地方の暮らしの素晴らしさ
地方が消滅して行くという見方は、中途半端な状況の見方である。日本の様な地域で、全く人が住まなくなった所で、地域が消滅した訳ではない。一日で歩いて行けない所など日本にはない。人口が減少して行くのは、自然の良い流れであるし、無理して人口増加を計る必要などまったくない。むしろ、6000万人位まで減少する方が暮らしにとっては良い。出来る事ならば3000万人なら理想だ。桃山文化を作り出した時代は1500万人の日本人だ。世界との競争に躍起となって、日本人である事を捨ててしまうぐらいなら、経済競争から降りてしまい、日本人らしく暮らしてゆく方がはるかにましである。日本がそうなる訳もないから、自分だけでもそう暮らしてゆくつもりだ。日本人であるという事は、先ず稲作をして自分の食べるものを確保する暮らしだ。日本の地方に人が減少すれば、むしろそれはたやすいものになる。そのどこかで暮らす事が誰にでもできるようになるのかもしれない。自給生活を覚悟すれば怖いものはない。

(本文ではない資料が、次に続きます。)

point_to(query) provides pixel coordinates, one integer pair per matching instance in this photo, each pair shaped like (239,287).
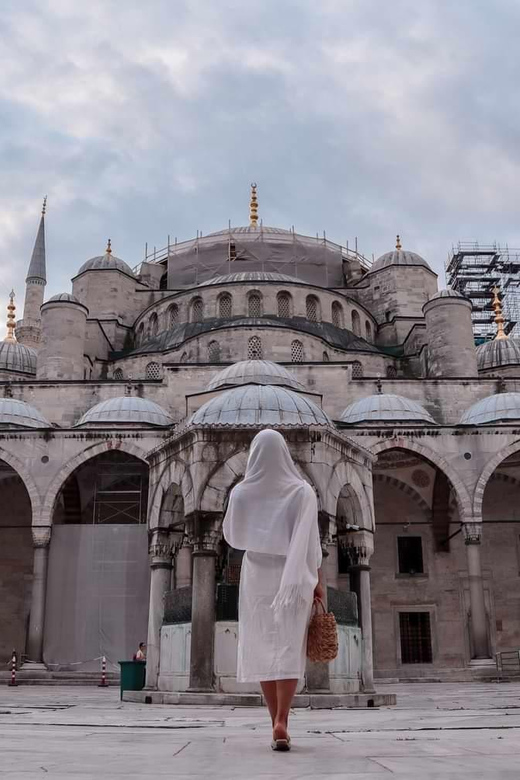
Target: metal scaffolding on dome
(474,269)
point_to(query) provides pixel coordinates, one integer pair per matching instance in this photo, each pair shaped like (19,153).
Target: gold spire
(11,325)
(499,317)
(253,207)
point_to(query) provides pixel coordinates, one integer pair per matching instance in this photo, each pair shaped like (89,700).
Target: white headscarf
(273,510)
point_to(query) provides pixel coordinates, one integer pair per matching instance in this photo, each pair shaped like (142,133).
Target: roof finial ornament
(11,325)
(253,207)
(499,317)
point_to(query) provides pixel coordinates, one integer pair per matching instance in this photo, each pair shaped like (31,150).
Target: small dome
(386,408)
(255,405)
(502,407)
(108,261)
(498,353)
(21,415)
(262,372)
(126,409)
(17,357)
(251,276)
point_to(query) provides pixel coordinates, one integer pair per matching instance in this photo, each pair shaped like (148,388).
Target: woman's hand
(319,592)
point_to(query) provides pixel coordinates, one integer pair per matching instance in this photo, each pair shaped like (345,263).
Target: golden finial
(499,317)
(253,207)
(11,325)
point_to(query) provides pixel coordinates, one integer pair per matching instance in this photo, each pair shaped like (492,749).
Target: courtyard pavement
(436,731)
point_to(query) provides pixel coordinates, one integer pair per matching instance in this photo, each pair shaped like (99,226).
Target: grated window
(254,305)
(214,352)
(225,306)
(197,310)
(173,315)
(297,351)
(284,305)
(254,348)
(416,637)
(337,314)
(153,371)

自給生活をすれば、何とか生きて行けるのが日本のすばらしい国土である。地方が消滅するという話は、都市生活を望む都会的な地方が消滅すると言う事だ。むしろ地方の良さを味わおうと思えば、消滅してくれる方がありがたい側面がいくらでもある。まず、地方には仕事がないという事が言われる。ここでいう仕事は、勤め先がないという意味の仕事だ。何処かへ勤めて暮らそうと言うのは、まず、都会人的な発想なのだ。人間が生きるという基本から言えば、勤めると言うのは、一つの手段にすぎない。自分ひとりで生き抜く知恵があれば、会社がなくてもいい。逆に地方が消滅する一番が、適度に勤め先があると言う事による。地方の部落の暮らしというものは、勤め人になる事で成立しなくなった。別段村の水路の草刈りをしなくとも、暮らせる。村の鎮守の森が荒れた所で暮らしには関係がない。ごみだって、役所が取りに来る。つまり、勤め先が出来たことで、地域での暮らしは失われた。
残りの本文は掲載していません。